Roux-en-Y gastric bypass (RYGB) surgery effectively prevents or treats type 2 diabetes (T2D). Adipose tissue (AT) mechanisms may be of importance.

To assess the relationship between early changes in whole-body and AT metabolism in surgically treated patients with T2D.

A randomized single-center study.

Nineteen patients with T2D with body mass index 30 to 45 kg/m².

Thirteen patients were assessed at baseline and 4 and 24 weeks after RYGB (preceded by a 4-week low-calorie diet) and compared with 6 control patients continuing standard medical treatment: oral glucose tolerance test, subcutaneous AT biopsies for gene expression, adipocyte size, glucose uptake, lipolysis, and insulin action.

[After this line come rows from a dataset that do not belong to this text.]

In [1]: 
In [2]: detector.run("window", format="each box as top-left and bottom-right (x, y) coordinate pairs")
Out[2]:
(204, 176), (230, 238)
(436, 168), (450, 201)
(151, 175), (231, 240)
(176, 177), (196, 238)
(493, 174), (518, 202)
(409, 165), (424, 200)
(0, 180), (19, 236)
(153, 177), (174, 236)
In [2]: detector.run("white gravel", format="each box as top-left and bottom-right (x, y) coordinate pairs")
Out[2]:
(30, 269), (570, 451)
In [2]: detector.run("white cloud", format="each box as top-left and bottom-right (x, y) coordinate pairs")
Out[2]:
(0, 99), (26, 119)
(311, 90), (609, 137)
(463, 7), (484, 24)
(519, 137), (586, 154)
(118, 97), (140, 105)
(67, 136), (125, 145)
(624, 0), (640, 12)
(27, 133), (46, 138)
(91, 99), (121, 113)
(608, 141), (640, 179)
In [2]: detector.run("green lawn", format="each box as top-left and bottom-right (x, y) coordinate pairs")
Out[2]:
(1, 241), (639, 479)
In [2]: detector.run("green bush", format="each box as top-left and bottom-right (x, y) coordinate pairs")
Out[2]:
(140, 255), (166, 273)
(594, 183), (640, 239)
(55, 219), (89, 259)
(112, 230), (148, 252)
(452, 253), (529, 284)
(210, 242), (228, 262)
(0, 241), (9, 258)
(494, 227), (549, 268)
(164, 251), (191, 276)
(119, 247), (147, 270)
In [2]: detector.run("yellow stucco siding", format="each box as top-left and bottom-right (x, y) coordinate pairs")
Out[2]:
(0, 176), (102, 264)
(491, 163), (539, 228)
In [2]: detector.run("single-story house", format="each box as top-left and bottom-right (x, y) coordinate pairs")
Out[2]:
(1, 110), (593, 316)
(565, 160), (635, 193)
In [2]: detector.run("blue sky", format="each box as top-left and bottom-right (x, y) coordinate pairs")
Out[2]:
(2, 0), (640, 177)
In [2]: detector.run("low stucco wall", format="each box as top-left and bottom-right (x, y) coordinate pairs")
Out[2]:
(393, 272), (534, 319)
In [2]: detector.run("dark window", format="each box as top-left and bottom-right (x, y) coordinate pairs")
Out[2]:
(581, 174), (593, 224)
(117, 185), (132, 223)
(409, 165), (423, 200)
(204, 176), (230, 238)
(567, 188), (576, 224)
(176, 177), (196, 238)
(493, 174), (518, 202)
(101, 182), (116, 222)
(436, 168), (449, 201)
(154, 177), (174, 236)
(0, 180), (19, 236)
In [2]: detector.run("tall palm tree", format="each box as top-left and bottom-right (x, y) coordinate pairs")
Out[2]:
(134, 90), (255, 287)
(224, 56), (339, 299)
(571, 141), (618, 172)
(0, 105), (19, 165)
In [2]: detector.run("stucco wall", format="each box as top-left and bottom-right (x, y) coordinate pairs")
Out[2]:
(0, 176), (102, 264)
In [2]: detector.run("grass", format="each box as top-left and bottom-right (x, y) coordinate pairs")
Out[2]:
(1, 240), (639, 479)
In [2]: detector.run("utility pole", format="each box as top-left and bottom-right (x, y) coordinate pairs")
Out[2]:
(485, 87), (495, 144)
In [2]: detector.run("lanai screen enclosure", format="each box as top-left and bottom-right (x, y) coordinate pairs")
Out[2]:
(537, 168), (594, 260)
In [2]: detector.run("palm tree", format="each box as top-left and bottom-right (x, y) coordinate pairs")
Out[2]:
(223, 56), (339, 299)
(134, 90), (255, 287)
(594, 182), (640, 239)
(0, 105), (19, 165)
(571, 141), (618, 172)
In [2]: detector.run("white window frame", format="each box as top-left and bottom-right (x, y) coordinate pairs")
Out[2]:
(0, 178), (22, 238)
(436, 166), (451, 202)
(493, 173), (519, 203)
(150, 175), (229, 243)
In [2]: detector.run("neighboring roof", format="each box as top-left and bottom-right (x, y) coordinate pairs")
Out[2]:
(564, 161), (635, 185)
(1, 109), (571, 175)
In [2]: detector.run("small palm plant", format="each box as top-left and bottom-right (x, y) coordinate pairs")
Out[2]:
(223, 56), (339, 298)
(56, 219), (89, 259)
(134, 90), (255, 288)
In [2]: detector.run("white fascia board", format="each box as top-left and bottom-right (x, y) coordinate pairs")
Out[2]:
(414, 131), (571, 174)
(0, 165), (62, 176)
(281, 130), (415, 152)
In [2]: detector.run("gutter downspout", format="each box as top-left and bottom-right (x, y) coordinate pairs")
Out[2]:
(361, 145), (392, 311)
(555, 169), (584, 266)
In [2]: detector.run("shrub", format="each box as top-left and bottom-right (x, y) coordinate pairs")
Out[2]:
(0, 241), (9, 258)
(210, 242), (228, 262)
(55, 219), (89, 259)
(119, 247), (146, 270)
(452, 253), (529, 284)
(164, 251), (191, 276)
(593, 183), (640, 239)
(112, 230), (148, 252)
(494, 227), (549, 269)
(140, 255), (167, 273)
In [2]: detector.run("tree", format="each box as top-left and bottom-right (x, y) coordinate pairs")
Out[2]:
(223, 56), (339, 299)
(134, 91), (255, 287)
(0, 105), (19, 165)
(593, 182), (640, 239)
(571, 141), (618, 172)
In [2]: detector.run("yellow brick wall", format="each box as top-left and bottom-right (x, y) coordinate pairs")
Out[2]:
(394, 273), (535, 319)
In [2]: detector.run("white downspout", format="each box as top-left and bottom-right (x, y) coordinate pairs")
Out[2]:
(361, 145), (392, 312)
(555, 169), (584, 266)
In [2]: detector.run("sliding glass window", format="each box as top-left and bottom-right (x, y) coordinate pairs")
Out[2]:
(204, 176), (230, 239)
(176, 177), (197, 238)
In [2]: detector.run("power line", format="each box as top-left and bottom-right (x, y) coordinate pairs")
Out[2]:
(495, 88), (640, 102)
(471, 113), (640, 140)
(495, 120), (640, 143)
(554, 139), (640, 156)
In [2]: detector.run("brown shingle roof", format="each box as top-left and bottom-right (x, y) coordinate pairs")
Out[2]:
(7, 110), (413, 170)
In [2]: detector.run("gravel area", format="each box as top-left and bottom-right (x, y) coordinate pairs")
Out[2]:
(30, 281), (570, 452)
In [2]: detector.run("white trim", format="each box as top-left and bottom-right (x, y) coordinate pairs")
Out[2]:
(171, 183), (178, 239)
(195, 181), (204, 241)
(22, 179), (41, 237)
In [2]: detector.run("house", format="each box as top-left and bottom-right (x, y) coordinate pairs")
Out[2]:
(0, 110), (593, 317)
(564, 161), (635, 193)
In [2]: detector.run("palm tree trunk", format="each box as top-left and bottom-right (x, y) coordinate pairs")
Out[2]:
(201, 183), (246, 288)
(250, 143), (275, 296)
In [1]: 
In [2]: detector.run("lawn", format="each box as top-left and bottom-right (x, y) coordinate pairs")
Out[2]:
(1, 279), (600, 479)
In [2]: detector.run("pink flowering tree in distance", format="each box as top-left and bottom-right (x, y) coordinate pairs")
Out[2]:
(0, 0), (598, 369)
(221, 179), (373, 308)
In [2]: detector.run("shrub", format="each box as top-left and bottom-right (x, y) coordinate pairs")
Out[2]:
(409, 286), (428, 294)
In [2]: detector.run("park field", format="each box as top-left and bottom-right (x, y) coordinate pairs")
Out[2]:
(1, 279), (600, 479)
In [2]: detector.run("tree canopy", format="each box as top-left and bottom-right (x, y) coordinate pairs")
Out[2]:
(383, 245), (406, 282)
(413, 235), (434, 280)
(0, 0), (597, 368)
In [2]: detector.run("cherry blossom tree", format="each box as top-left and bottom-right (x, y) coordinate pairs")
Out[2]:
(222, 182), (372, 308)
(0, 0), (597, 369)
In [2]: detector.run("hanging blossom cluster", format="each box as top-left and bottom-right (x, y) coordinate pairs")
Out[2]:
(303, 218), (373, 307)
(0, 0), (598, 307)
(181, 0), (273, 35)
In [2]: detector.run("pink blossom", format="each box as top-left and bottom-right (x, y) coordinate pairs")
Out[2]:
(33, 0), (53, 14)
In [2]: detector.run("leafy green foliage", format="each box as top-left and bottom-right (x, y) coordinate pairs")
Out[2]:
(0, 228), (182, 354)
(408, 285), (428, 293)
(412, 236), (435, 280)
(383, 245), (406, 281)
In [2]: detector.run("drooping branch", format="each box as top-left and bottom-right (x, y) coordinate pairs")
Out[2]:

At 4 and 24 weeks post-RYGB, all patients but one had stopped diabetes medication. Fasting glucose, HbA_1c, and insulin levels decreased and the Matsuda index increased compared with baseline (P < 0.01 for all), indicating improved whole-body insulin sensitivity. Mean adipocyte size significantly reduced, more at 4 than at 24 weeks; at 4 weeks, glucose uptake per adipocyte was lowered, and isoproterenol-stimulated lipolysis tended to increase, whereas the fold insulin effects on glucose uptake and lipolysis were unchanged. Expression of genes involved in fatty acid oxidation, CPT1b and adiponectin, was increased at 4 weeks, whereas leptin and E2F1 (involved in cell proliferation) were reduced (P < 0.05 for all).

Glycemic control and in vivo insulin sensitivity improved 4 weeks after RYGB, but adipocyte insulin sensitivity did not change despite a marked reduction in adipocyte size. Thus, mechanisms for a rapid improvement of T2D after RYGB may occur mainly in other tissues than adipose.